Le scientifique en exil Youri Bandajevsky, 59 ans, fut le premier scientifique à implanter au Belarus un institut pour étudier les effets de la catastrophe nucléaire de Tchernobyl sur la santé des populations, en particulier celle des enfants ; il est situé près de Gomel, à 200 km environ de la frontière ukrainienne. Il fut interpellé au Belarus en 1999 et condamné à huit ans de détention pour avoir prétendument obtenu des pots de vin de la part de familles désireuses de faire entrer leurs enfants à l’Institut médical d’Etat de Gomel.
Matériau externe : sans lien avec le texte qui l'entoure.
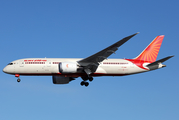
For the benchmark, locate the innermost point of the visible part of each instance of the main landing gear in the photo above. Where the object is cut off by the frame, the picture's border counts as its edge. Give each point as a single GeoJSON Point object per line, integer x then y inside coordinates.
{"type": "Point", "coordinates": [17, 75]}
{"type": "Point", "coordinates": [85, 79]}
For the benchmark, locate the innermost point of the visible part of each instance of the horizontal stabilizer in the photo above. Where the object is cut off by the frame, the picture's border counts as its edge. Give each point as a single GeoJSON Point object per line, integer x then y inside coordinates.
{"type": "Point", "coordinates": [160, 61]}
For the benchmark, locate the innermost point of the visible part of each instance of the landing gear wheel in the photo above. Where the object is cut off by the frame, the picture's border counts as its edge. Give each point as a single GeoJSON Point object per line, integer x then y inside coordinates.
{"type": "Point", "coordinates": [90, 79]}
{"type": "Point", "coordinates": [82, 83]}
{"type": "Point", "coordinates": [18, 80]}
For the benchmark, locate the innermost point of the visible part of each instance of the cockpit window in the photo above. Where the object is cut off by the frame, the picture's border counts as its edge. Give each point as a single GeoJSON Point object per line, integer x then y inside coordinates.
{"type": "Point", "coordinates": [10, 64]}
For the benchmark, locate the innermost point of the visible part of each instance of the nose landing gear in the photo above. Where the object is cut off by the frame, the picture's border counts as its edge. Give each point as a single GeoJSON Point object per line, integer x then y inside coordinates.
{"type": "Point", "coordinates": [17, 75]}
{"type": "Point", "coordinates": [85, 79]}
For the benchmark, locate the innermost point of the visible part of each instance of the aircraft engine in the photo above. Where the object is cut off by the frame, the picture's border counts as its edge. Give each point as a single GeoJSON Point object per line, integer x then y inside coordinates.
{"type": "Point", "coordinates": [61, 80]}
{"type": "Point", "coordinates": [67, 67]}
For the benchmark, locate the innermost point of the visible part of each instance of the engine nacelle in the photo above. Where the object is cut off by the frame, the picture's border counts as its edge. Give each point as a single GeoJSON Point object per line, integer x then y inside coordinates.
{"type": "Point", "coordinates": [156, 66]}
{"type": "Point", "coordinates": [61, 80]}
{"type": "Point", "coordinates": [67, 67]}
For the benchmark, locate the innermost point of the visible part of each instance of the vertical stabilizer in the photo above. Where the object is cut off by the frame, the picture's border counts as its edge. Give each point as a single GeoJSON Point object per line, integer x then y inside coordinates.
{"type": "Point", "coordinates": [151, 51]}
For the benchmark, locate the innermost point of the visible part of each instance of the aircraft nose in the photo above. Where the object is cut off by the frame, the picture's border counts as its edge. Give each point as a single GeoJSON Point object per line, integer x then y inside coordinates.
{"type": "Point", "coordinates": [5, 70]}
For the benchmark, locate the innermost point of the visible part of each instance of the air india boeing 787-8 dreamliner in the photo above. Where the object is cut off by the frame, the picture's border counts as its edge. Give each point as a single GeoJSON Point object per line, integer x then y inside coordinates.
{"type": "Point", "coordinates": [64, 70]}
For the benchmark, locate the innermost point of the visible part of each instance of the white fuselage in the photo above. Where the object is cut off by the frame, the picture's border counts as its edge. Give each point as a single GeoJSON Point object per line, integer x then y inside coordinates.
{"type": "Point", "coordinates": [50, 66]}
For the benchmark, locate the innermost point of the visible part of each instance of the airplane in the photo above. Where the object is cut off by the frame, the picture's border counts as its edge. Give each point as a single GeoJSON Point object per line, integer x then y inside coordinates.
{"type": "Point", "coordinates": [64, 70]}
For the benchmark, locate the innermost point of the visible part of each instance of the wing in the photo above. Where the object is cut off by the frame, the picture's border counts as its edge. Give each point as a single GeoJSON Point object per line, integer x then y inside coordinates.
{"type": "Point", "coordinates": [91, 63]}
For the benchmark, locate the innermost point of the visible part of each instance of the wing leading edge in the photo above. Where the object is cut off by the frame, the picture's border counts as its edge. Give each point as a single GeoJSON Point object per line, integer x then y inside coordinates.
{"type": "Point", "coordinates": [91, 63]}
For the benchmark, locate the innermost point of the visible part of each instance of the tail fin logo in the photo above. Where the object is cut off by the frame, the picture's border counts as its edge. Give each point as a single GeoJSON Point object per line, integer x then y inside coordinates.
{"type": "Point", "coordinates": [151, 51]}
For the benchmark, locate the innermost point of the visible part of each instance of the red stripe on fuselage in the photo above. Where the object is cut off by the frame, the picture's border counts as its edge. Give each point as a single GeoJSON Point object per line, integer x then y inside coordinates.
{"type": "Point", "coordinates": [138, 63]}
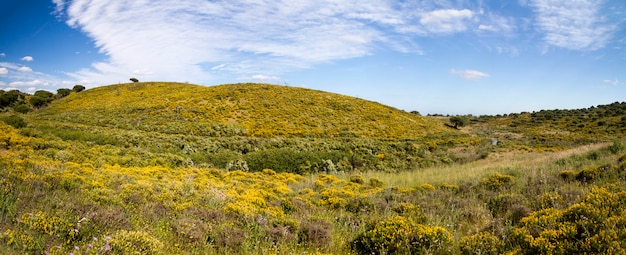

Il a toujours nié ces accusations (1).

L’Académie Nationale des Sciences ainsi que Amnesty International ont communiqué qu’on l’a arrêté pour sa remise en question de la politique sanitaire publique du Belarus relativement à la gestion des conséquences de la catastrophe nucléaire. Il a été libéré en 2005, a obtenu la citoyenneté française grâce au soutien d’organisations de droits de l’homme en Union Européenne, en Grande-Bretagne, en France et en Allemagne. Il dirige aujourd’hui un centre médical de soins près de Kiev, qui se consacre aux examens et à la prise en charge sanitaire des victimes de Tchernobyl.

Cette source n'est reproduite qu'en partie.